30 E avvenne che, appena Isacco ebbe finito di benedire Giacobbe e Giacobbe se ne fu andato dalla presenza di Isacco suo padre, Esaù suo fratello giunse dalla sua caccia.

31 Anch’egli preparò una pietanza saporita, la portò a suo padre, e gli disse: “Che mio padre si alzi, e mangi della selvaggina di suo figlio, affinché l’anima tua mi benedica”.

32 E Isacco suo padre gli disse: “Chi sei tu?”. Ed egli rispose: “Sono Esaù, il tuo figlio primogenito”.

33 Isacco fu preso da un tremito fortissimo, e disse: “E allora, chi è che ha preso della selvaggina e me l’ha portata? Io ho mangiato di tutto prima che tu venissi, e l’ho benedetto; e benedetto egli sarà”.

34 Quando Esaù ebbe udito le parole di suo padre, dette in un grido forte ed amarissimo. Poi disse a suo padre: “Benedici anche me, padre mio!”.

35 E Isacco rispose: “Tuo fratello è venuto con inganno e ha preso la tua benedizione”.

36 Ed Esaù: “Non è forse a ragione che egli è stato chiamato Giacobbe? Mi ha già soppiantato due volte: mi ha tolto la mia primogenitura, ed ecco che ora mi ha tolto la mia benedizione”. Poi aggiunse: “Non hai tu riservato qualche benedizione per me?”.

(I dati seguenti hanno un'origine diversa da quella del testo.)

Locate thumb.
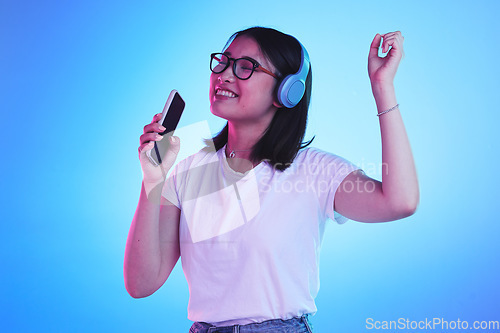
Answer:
[368,34,382,58]
[161,136,181,171]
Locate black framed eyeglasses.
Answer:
[210,53,278,80]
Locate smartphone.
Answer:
[146,89,186,166]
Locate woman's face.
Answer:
[210,36,279,127]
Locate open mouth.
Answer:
[215,88,238,98]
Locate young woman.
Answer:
[125,27,419,332]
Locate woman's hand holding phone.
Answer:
[139,113,180,187]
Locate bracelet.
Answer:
[377,104,399,117]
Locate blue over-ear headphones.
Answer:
[278,42,310,109]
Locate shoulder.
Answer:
[294,147,352,166]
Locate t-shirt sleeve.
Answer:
[161,164,181,209]
[315,152,361,224]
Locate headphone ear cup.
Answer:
[277,74,306,109]
[277,44,310,109]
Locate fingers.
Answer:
[139,113,166,153]
[369,34,382,57]
[382,31,404,53]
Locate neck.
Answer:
[226,122,265,160]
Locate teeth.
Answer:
[215,89,237,98]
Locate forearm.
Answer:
[124,183,162,297]
[372,83,420,212]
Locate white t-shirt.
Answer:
[162,148,359,326]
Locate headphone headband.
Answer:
[278,42,310,109]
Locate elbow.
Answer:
[125,276,156,298]
[389,195,419,221]
[398,195,420,218]
[125,283,153,299]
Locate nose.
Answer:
[219,63,234,82]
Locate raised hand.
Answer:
[139,113,180,185]
[368,31,404,85]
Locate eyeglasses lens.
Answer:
[210,53,254,80]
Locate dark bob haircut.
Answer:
[207,27,314,171]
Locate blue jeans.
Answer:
[189,314,313,333]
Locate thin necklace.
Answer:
[226,146,252,158]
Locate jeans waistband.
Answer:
[189,314,312,333]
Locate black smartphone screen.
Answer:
[151,92,186,164]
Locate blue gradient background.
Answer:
[0,0,500,332]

37 E Isacco rispose e disse a Esaù: “Ecco, io l’ho costituito tuo padrone, e gli ho dato tutti i suoi fratelli per servi, e l’ho provvisto di frumento e di vino; che potrei dunque fare per te, figlio mio?”.

38 Ed Esaù disse a suo padre: “Non hai tu che questa benedizione, padre mio? Benedici anche me, o padre mio!”. Ed Esaù alzò la voce e pianse.

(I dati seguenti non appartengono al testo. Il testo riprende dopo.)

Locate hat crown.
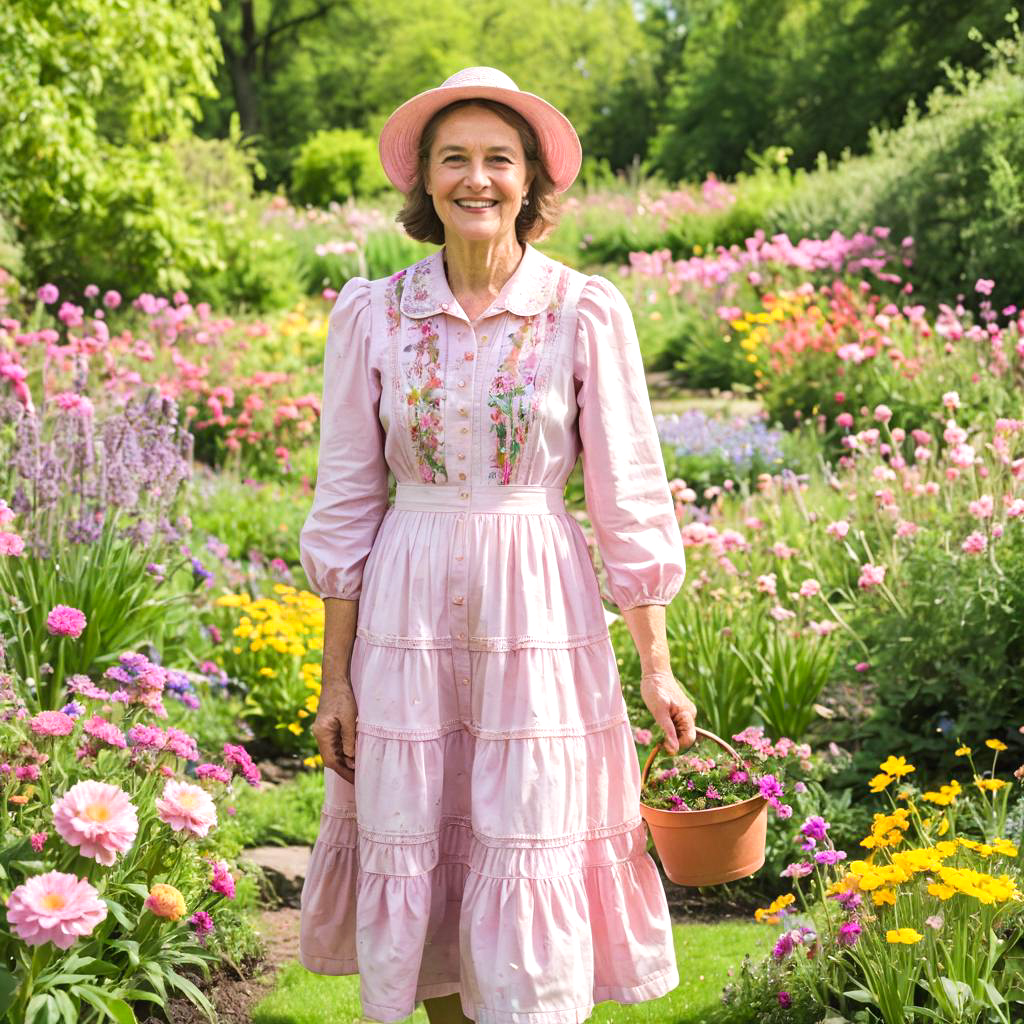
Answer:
[440,68,519,92]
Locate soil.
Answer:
[139,907,299,1024]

39 E Isacco suo padre rispose e gli disse: “Ecco, la tua dimora sarà priva della grassezza della terra e della rugiada che scende dai cieli.

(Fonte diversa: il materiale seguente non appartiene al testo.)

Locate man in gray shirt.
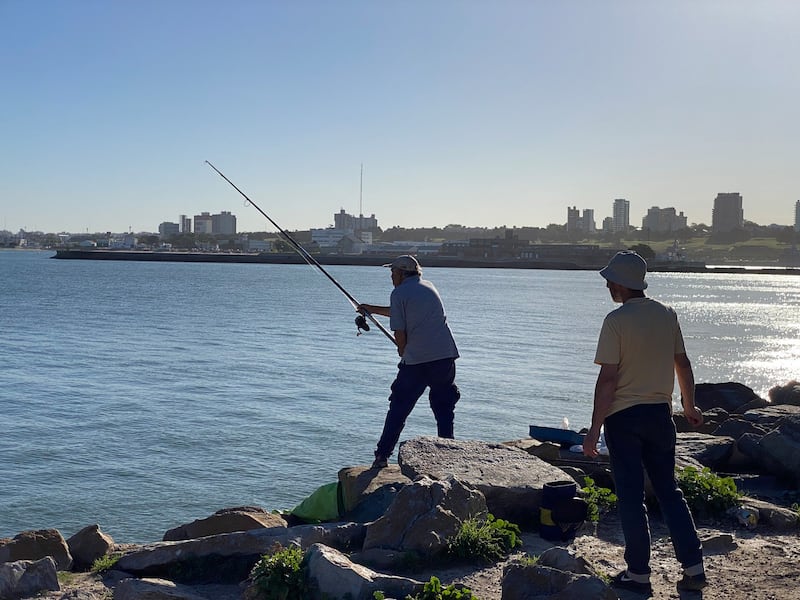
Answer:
[358,255,461,469]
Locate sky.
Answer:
[0,0,800,233]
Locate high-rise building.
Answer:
[642,206,686,233]
[794,200,800,231]
[612,198,631,233]
[711,192,744,233]
[211,210,236,235]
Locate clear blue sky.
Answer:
[0,0,800,232]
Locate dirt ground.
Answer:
[47,516,800,600]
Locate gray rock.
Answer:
[67,524,114,570]
[0,529,72,571]
[0,556,61,600]
[305,544,423,600]
[363,477,487,557]
[163,506,286,542]
[398,437,568,529]
[116,523,364,580]
[114,579,207,600]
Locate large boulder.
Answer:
[163,506,286,542]
[0,556,61,600]
[339,465,411,523]
[398,437,568,529]
[0,529,72,571]
[363,477,487,557]
[67,524,114,570]
[694,381,767,413]
[305,544,423,600]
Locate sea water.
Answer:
[0,250,800,542]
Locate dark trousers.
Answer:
[375,358,461,457]
[604,404,703,575]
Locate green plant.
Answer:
[675,467,742,517]
[250,544,306,600]
[89,552,122,575]
[405,577,479,600]
[447,514,522,562]
[581,477,617,523]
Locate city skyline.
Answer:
[0,0,800,232]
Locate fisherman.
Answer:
[357,255,461,469]
[583,251,706,594]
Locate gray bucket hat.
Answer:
[600,250,647,290]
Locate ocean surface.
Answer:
[0,250,800,543]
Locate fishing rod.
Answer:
[206,161,397,346]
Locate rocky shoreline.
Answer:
[0,381,800,600]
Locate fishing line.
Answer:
[206,161,397,345]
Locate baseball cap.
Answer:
[383,254,420,273]
[600,250,647,290]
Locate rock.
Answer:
[502,562,618,600]
[0,529,72,571]
[398,437,567,529]
[114,579,207,600]
[694,381,767,413]
[116,523,365,582]
[0,556,61,600]
[305,544,423,600]
[768,379,800,406]
[675,433,733,471]
[363,477,487,557]
[163,506,286,542]
[67,525,114,570]
[339,465,411,523]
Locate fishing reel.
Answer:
[356,315,369,335]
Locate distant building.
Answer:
[612,198,631,233]
[211,210,236,235]
[158,221,180,237]
[642,206,686,233]
[711,192,744,233]
[794,200,800,231]
[567,206,597,233]
[194,212,213,233]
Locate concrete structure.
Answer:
[158,221,180,237]
[794,200,800,231]
[642,206,686,233]
[211,210,236,235]
[612,198,631,233]
[194,212,214,233]
[711,192,744,233]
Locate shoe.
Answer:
[611,570,653,595]
[677,573,708,592]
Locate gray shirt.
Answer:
[389,276,458,365]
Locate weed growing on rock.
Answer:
[447,514,522,562]
[89,552,122,575]
[581,477,617,523]
[250,544,307,600]
[675,467,742,517]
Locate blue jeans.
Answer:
[604,404,703,575]
[375,358,461,457]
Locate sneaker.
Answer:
[677,573,708,592]
[611,570,653,595]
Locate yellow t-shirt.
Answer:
[594,298,686,416]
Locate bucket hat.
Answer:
[600,250,647,290]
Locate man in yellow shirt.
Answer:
[583,252,706,593]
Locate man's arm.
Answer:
[356,304,389,317]
[394,328,408,356]
[675,352,703,427]
[583,365,619,457]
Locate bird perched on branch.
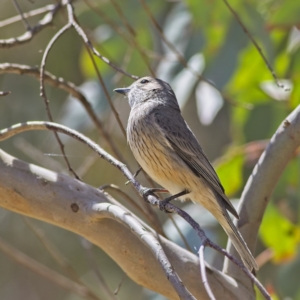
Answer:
[114,77,258,271]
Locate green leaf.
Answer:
[259,204,300,263]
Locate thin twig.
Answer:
[84,43,126,138]
[40,23,81,180]
[223,0,289,91]
[0,63,125,162]
[0,121,271,300]
[67,3,139,79]
[12,0,31,31]
[199,243,216,300]
[0,91,11,97]
[0,4,56,28]
[0,2,62,48]
[140,0,209,83]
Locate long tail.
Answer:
[218,209,258,271]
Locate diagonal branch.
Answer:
[0,121,271,299]
[0,150,254,300]
[224,105,300,283]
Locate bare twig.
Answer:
[40,23,81,180]
[67,1,139,79]
[93,203,196,300]
[0,4,56,28]
[0,121,270,300]
[0,238,100,300]
[0,2,62,48]
[0,91,11,97]
[12,0,31,31]
[223,0,288,91]
[84,0,155,77]
[84,44,126,138]
[0,63,125,162]
[224,105,300,281]
[199,243,216,300]
[140,0,209,82]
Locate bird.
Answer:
[114,77,258,271]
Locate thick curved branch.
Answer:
[0,151,250,300]
[93,203,196,300]
[224,105,300,284]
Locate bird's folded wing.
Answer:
[155,115,239,219]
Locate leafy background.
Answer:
[0,0,300,300]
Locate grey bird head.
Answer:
[114,77,179,110]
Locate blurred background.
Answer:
[0,0,300,300]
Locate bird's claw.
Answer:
[158,198,172,214]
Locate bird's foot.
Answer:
[159,190,190,213]
[125,167,142,185]
[140,187,169,199]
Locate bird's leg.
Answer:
[159,189,190,213]
[125,167,142,185]
[140,187,169,198]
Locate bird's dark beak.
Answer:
[114,88,130,96]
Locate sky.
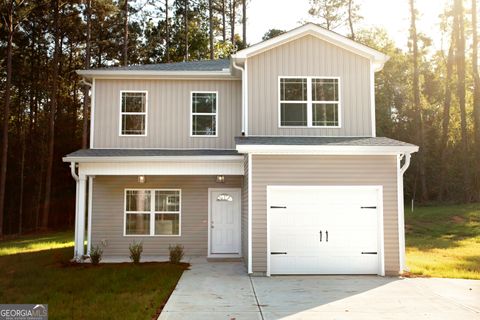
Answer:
[247,0,446,49]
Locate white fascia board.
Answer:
[232,23,389,71]
[76,70,241,80]
[62,155,243,163]
[237,144,418,155]
[78,161,245,176]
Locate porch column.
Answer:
[75,174,87,259]
[87,176,95,256]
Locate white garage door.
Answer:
[267,186,381,274]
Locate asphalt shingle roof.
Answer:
[235,136,413,147]
[66,149,238,158]
[94,59,230,71]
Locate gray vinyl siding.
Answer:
[247,35,372,136]
[251,155,400,274]
[93,79,242,149]
[92,176,243,257]
[242,155,248,266]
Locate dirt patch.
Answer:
[450,216,466,224]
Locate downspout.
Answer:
[397,153,411,273]
[80,77,92,88]
[70,162,79,259]
[232,58,246,136]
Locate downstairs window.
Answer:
[124,189,181,236]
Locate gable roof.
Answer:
[232,22,389,71]
[77,59,232,78]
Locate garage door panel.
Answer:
[268,187,379,274]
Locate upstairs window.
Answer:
[280,77,340,128]
[120,91,147,136]
[191,92,218,137]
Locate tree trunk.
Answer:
[409,0,429,202]
[230,0,236,46]
[472,0,480,201]
[455,0,471,202]
[184,0,188,61]
[165,0,170,62]
[123,0,128,66]
[222,0,227,42]
[41,0,60,229]
[18,121,26,234]
[208,0,213,60]
[0,0,13,239]
[348,0,355,40]
[242,0,247,48]
[82,0,92,149]
[437,33,456,202]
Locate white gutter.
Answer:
[232,59,246,136]
[397,153,411,273]
[237,144,418,155]
[62,155,243,163]
[70,162,79,259]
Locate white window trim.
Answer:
[123,188,182,237]
[277,76,342,129]
[118,90,148,137]
[189,91,218,138]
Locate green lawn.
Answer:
[405,203,480,279]
[0,232,186,319]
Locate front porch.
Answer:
[64,149,244,262]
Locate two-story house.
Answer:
[64,24,418,275]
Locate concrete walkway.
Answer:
[159,258,480,320]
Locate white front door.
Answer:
[268,186,381,274]
[210,189,241,255]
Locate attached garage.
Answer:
[267,186,383,274]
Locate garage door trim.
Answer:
[266,185,385,276]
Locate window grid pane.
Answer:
[312,103,338,127]
[280,78,307,101]
[125,213,150,235]
[121,92,147,135]
[122,92,146,112]
[155,190,180,212]
[281,103,307,126]
[192,92,217,113]
[125,190,150,212]
[155,213,180,235]
[312,79,338,101]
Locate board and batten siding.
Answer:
[92,176,243,257]
[93,79,242,149]
[242,155,248,268]
[247,35,372,137]
[251,155,400,275]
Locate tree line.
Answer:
[0,0,480,237]
[309,0,480,203]
[0,0,247,238]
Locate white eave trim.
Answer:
[76,70,241,80]
[62,155,243,163]
[237,144,418,155]
[232,23,389,71]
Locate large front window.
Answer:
[120,91,147,136]
[280,77,340,127]
[125,189,181,236]
[191,92,217,136]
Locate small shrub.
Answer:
[90,246,103,266]
[128,241,143,263]
[168,244,185,264]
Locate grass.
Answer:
[405,203,480,279]
[0,232,186,319]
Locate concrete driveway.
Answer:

40 Tu vivrai della tua spada, e sarai servo di tuo fratello; ma avverrà che, quando ti scuoterai, spezzerai il suo giogo dal tuo collo”.

41 Ed Esaù prese a odiare Giacobbe a motivo della benedizione datagli da suo padre; e disse in cuor suo: “I giorni del lutto di mio padre si avvicinano; allora ucciderò mio fratello Giacobbe”.

42 Furono riferite a Rebecca le parole di Esaù, suo figlio maggiore; ed ella mandò a chiamare Giacobbe, suo figlio minore, e gli disse: “Ecco, Esaù, tuo fratello, si consola riguardo a te, proponendosi di ucciderti.

43 Ora dunque, figlio mio, obbedisci alla mia voce; alzati e fuggi a Caran da Labano mio fratello;

44 e trattieniti lì qualche tempo, finché il furore di tuo fratello sia passato,

45 finché l’ira di tuo fratello si sia distolta da te ed egli abbia dimenticato quello che tu gli hai fatto; e allora io manderò a farti ricondurre da là. Perché dovrei io essere privata di voi due in uno stesso giorno?”.

46 E Rebecca disse a Isacco: “Io sono disgustata della vita a motivo di queste figlie di Het. Se Giacobbe prende in moglie, tra le figlie di Het, tra le figlie del paese, una donna come quelle, che mi giova la vita?”.